There are also some unscientific generalizations to be made about the four quadrants.

  • Global-and-Individual (upper left) leads to popularity. There is a lot of interest in being able to share your voice to the world, and these sites do exactly that. These are the places online where an individual could become a superstar, or at the very least feel important. If I were a psychiatrist, I’d probably be able to make an argument that people flock to these sites because they secretly like themselves a lot, but I’m not, so I won’t.
  • Niche-and-Individual (lower left) promotes personal relevance. If a user chooses to participate in a niche-content system, they presumably belong to that niche (or aspire to). If the interactions are individual-focused, they are probably applicable to the individuals involved. This adds up to a system where most of the messages are naturally relevant to the people that see them.
  • Global-and-Group (upper right) creates and organizes knowledge. There is something to be said about the crowd’s ability to organize information. When you have a global user base behaving as a collective, there is huge potential for the creation and organization of knowledge.
  • Niche-and-Group (lower right) facilitates community. Community requires group interaction with an underlying common identity. These sites provide space for exactly that.

Dreams of the Future

Community tools exist, but they are drastically underpowered. The systems lack the popularity of Facebook, the societal potential of Wikipedia, and the personal relevance of email. As a result, they are drowned out by the far more successful alternatives that I outlined above.

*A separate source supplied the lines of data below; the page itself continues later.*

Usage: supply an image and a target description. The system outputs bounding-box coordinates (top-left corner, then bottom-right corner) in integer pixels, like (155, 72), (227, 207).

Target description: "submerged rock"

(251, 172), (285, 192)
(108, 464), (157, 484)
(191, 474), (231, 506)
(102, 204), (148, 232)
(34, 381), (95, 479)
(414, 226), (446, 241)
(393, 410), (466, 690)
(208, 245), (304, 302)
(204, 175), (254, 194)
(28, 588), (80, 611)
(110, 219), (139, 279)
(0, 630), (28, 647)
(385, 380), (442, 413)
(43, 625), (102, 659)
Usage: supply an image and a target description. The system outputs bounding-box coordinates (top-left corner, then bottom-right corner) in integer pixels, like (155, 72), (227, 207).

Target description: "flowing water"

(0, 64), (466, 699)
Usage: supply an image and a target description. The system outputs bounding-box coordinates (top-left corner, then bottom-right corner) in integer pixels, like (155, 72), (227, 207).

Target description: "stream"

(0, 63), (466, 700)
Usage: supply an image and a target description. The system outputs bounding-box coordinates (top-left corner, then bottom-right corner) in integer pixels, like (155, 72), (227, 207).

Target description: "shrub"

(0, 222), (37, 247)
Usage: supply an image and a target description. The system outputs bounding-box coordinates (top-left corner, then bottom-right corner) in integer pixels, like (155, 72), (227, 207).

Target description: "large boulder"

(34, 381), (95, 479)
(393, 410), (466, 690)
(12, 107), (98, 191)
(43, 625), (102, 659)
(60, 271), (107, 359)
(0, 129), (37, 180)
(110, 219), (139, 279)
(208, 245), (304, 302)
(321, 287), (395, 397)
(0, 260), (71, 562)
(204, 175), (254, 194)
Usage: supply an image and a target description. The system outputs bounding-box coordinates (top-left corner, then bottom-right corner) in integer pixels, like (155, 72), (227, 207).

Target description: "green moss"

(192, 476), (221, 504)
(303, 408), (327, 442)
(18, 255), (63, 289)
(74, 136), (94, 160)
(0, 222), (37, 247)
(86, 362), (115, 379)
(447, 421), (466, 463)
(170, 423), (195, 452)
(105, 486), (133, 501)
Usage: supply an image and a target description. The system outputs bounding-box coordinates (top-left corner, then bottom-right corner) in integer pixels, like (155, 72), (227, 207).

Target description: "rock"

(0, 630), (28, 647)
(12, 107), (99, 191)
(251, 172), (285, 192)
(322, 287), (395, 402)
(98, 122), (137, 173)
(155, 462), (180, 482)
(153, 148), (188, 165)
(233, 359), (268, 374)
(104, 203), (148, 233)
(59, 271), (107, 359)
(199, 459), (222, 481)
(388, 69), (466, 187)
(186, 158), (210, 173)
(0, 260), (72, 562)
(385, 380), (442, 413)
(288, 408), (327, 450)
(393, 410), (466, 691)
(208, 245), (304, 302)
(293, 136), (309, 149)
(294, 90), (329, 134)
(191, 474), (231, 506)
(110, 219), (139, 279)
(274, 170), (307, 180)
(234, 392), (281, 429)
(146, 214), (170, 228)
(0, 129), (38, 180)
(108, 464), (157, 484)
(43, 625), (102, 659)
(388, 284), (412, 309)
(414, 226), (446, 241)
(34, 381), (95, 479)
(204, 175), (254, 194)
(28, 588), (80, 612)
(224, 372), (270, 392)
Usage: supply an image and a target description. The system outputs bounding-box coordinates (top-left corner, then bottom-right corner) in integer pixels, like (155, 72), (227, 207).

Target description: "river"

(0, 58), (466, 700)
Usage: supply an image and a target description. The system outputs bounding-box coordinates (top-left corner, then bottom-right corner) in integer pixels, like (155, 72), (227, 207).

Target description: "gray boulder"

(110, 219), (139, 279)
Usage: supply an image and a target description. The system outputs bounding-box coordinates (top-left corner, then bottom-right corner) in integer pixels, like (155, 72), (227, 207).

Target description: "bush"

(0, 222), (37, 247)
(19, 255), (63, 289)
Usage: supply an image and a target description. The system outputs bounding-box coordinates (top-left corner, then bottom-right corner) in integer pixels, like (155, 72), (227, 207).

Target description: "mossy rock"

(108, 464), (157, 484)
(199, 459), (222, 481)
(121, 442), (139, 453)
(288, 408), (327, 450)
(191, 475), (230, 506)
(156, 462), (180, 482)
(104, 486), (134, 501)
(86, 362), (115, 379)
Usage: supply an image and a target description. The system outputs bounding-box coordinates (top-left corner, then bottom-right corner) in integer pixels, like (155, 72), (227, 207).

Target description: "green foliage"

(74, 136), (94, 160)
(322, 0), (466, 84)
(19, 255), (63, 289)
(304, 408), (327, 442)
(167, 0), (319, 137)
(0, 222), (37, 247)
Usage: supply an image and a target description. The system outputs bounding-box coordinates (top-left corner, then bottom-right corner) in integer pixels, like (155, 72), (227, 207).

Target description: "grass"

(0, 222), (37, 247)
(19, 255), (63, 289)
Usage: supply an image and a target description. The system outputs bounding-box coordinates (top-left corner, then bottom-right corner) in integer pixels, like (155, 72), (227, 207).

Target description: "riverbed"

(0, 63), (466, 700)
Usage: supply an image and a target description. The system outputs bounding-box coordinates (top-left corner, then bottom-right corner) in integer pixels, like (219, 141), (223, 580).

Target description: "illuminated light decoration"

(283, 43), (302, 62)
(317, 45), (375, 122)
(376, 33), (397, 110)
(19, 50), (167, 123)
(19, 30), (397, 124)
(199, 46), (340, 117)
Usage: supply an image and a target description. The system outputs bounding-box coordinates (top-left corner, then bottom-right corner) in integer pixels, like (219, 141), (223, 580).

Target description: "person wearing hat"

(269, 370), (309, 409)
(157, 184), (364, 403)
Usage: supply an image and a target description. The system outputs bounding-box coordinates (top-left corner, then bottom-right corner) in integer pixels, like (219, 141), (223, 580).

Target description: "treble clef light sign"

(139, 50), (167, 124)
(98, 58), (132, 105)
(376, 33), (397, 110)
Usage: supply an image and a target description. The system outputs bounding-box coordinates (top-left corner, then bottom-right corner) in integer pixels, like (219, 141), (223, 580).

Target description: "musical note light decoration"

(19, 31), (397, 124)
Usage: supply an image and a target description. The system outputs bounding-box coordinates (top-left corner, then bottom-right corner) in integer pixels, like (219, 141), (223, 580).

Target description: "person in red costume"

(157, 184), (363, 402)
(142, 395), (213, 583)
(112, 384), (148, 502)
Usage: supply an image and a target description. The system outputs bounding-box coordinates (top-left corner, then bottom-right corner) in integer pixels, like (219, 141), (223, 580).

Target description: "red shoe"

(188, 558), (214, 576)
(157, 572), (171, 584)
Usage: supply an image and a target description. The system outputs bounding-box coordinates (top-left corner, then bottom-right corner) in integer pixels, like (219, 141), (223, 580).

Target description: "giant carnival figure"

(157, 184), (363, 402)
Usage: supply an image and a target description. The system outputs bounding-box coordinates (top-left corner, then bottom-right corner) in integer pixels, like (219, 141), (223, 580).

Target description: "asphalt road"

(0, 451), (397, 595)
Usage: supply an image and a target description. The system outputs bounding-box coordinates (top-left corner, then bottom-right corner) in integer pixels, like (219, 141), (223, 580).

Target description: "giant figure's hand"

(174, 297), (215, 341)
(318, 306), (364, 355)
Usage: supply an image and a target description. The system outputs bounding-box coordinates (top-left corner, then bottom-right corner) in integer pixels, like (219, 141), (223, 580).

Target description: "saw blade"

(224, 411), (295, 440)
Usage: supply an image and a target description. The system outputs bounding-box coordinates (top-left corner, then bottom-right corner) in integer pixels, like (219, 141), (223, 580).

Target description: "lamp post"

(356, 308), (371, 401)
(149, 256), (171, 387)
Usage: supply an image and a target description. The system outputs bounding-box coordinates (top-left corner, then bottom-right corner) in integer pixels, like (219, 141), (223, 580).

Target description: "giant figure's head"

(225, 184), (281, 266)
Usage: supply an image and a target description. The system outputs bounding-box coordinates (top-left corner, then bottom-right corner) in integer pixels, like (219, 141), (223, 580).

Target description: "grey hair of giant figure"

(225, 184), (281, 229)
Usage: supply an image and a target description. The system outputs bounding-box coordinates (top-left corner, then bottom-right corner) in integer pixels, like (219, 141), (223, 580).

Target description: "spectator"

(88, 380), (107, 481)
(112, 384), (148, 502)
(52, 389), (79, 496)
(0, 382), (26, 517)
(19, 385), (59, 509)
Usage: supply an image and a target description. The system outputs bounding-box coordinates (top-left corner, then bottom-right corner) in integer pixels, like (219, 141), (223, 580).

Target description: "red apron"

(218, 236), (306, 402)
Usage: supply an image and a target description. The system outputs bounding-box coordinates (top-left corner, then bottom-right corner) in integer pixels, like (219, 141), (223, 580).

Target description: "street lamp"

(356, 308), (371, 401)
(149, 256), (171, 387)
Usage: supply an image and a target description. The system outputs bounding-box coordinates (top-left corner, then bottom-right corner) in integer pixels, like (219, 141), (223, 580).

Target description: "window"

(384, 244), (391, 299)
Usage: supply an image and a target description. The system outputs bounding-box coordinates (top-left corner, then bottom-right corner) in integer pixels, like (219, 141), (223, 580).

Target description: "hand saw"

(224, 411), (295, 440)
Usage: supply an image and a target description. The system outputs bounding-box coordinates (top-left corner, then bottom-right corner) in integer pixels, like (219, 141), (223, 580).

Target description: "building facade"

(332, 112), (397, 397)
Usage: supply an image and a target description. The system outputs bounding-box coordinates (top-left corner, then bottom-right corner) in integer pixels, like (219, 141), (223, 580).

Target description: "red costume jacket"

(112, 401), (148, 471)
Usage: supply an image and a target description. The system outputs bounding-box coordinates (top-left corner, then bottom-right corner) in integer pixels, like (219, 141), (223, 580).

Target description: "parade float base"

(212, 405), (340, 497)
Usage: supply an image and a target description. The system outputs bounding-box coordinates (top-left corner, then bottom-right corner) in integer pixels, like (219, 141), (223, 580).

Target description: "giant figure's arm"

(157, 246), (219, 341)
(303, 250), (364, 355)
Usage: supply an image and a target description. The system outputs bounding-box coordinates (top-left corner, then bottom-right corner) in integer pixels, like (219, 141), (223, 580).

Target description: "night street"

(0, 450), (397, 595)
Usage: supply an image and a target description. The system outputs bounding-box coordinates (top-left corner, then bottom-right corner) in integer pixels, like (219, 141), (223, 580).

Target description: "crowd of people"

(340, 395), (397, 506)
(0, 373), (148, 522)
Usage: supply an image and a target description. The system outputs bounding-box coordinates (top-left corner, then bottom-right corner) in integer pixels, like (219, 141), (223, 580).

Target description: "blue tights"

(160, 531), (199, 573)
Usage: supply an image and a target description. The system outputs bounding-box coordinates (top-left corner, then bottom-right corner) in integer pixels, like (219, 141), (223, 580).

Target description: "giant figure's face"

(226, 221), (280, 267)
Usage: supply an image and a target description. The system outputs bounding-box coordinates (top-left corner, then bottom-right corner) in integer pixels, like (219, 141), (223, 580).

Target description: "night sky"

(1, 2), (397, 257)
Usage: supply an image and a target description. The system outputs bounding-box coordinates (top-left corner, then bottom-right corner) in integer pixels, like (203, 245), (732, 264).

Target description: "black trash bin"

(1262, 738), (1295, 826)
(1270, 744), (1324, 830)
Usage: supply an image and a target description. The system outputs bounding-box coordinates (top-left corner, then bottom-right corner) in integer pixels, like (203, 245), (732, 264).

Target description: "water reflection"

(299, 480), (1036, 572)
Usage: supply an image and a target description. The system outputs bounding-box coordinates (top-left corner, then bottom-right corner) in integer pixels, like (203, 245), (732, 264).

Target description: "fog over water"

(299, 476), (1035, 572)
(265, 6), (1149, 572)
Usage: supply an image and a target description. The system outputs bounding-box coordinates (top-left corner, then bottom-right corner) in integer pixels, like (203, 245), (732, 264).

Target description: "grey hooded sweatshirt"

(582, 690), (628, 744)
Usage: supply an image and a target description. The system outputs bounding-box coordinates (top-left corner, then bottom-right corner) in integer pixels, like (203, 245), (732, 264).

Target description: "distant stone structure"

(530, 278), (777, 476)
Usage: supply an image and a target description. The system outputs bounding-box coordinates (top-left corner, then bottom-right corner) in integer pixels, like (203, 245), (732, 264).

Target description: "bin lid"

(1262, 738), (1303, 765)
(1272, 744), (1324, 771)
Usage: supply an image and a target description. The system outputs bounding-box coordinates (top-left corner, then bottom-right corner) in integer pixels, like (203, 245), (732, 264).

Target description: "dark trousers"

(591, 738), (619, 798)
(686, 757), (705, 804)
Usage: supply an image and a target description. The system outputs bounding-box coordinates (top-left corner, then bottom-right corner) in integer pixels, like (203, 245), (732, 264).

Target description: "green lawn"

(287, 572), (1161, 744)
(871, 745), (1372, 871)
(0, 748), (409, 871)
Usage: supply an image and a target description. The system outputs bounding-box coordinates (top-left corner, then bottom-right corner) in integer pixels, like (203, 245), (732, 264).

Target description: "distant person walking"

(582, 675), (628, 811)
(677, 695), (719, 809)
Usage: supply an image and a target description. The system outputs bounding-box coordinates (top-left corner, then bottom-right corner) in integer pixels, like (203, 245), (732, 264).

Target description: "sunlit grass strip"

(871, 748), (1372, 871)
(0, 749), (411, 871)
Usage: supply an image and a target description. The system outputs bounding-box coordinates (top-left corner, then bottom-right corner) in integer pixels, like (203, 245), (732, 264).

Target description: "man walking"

To change this, we need something that can:

  1. Host niche communities without isolating them from the rest of the world.
  2. Give individuals a chance to shine without letting their egos dominate the content.
  3. Attract enough people to drive collective intelligence, while maintaining the level of granularity needed to provide a truly personalized experience.

That isn’t too much to ask for… right? I personally believe that these systems will be the key to meeting community information needs. As such, I believe this is the direction that news organizations need to move if they want to maintain/reclaim their role as community informer.